El hecho de que esa percepción sea diferente puede llevar a hacer dudar si lo que existe es una realidad objetiva, o solo existe de verdad aquello que percibimos.

El primero en profundizar en este tema fue el filósofo austriaco Rudolf Steiner que en su libro “La filosofía de la libertad”.

Más de cien años después Antonio Damasio en su libro “El error de Descartes” presentó su tesis de cómo el cuerpo y las emociones guían a cualquier percepción antes de hacerse pensamiento.

Así cada indivíduo antes un hecho o una imagen empleará su emoción para crear un sentimiento, que le guiará hasta un pensamiento.

Por tanto, el conocimiento y la conciencia de las propias emociones puede ayudar a generar unas ideas mucho más claras, de ahí que el saber aquello que transmiten estas emociones será un camino de iluminación para la vida y para saber en qué medida están condicionado la percepción de la realidad.

A su vez las emociones vienen condicionadas por los juicios que cada uno se hace y que vendrán dados por su cultura, su familia, sus valores, lo que ha aprendido, etc.

Las emociones fundamentales ante un hecho

Una vez ocurrido un hecho y tras haber sido percibido por los sentidos, este desencadenará una emoción que tendrá dos consecuencias inmediatas, una respuesta fisiológica corporal y un pensamiento que puede instalarse en la memoria. Tras esta “internalización” del hecho se puede darse una respuesta de externalización que sería un comportamiento.

Tanto la reacción de conducta como el hecho de que nos acordemos quedarán condicionados por la emoción que se ha asociado al hecho desencadenante.

Tomar conciencia de las emociones

Por tanto, y de cara a ser lo más autónomos y libres  de nuestras conductas, pensamientos y recuerdos se debe tratar de tener la mayor consciencia sobre las emociones que quedaron asociadas al acontecimiento.

Nombrar las emociones

Dado que la palabra es creadora, aunque en ocasiones pueda limitar algo que resulta mucho más abarcante, es bueno nombrar la emoción que se siente en cada momento.

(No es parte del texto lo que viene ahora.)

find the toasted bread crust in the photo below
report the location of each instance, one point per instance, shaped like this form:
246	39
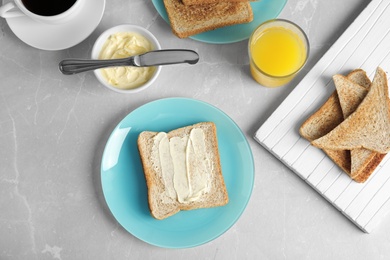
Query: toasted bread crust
162	206
201	2
327	117
187	20
370	121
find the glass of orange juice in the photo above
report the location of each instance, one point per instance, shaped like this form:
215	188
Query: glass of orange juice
278	49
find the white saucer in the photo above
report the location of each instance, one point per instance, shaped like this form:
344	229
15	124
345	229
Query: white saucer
59	36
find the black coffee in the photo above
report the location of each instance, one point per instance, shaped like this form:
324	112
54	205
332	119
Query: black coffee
48	7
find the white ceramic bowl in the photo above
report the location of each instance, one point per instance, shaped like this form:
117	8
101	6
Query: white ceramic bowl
125	28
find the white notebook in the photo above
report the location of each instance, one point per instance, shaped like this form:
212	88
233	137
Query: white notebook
365	44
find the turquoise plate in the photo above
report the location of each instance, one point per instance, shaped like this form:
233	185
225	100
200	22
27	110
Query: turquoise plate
263	10
124	185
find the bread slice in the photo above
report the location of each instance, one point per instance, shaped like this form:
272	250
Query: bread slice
368	127
202	2
171	190
187	20
327	117
350	96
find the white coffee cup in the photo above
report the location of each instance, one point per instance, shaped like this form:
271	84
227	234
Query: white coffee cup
16	8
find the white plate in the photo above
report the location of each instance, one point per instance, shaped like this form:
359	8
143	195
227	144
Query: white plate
60	36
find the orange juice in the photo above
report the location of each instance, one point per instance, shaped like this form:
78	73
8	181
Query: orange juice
277	50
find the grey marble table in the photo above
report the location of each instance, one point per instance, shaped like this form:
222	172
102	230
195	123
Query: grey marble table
53	130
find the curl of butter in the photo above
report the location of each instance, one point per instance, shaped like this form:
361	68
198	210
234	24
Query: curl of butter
121	45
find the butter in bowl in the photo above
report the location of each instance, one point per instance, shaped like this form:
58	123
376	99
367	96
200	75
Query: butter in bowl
127	59
120	42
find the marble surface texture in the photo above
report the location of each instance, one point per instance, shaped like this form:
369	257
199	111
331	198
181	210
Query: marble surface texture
53	129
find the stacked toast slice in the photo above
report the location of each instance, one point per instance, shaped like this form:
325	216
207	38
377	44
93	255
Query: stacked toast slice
190	17
353	125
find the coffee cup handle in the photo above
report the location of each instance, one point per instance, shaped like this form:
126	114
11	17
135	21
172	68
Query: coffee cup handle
7	12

Esto es una habilidad que se ha de ir desarrollando. Así en un primer recorrido la persona solo sabe decir ante la pregunta de como se encuentra un simple “bien” o “mal”. Con el entrenamiento de su conciencia puede tratar de ir diciendo que siente miedo, asco, sorpresa, tristeza, alegría o enfado. Y a medida que continúe profundizando será capaz de matizar para decir que no solo siente miedo, sino que siente aterrorizado, ansioso, tenso, desasosegado, preocupado, avergonzado, etc.

Cuanto más se se expresen las emociones más fácil es no caer bajo su absoluto dominio.

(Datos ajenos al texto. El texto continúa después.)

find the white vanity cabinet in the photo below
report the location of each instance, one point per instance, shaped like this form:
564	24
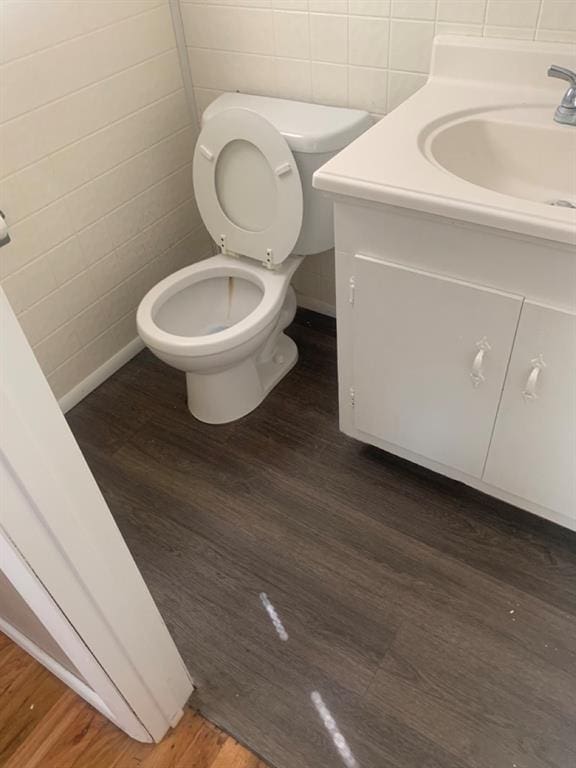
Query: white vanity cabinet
429	360
533	450
457	350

Además se puede descubrir la necesidad que encierra cada una de las emociones expresada. Y ya decía Marshall Rosenberg creador de la Comunicación No Violenta (CNV) que la expresión de las necesidades es más importante que la propia satisfacción de esta necesidad.

Comprender las emociones de los demás

A medida que se van expresando las emociones, estas se van conociendo. Si una persona conoce las propias, progresivamente irá descubriendo e identificando las de las personas que les rodean. Para Rudolf Steiner, mencionado anteriormente este hecho se basaba en el sentido más sublime de cualquier individuo, en lo que él dió en llamar el sentido del yo ajeno. También esta capacidad de identificar la emoción de la persona cercana es la propiedad en la que se basa la empatía, que hace que se pueda reconocer los sentimientos ajenos, sin tener que vivirlos en paralelo (algo que sería la simpatía).

Estos pasos que se han descrito aquí son un precioso camino que puede permitir el que cada persona se acerque cada vez más a su esencia y, al mismo tiempo, a las personas que le rodean.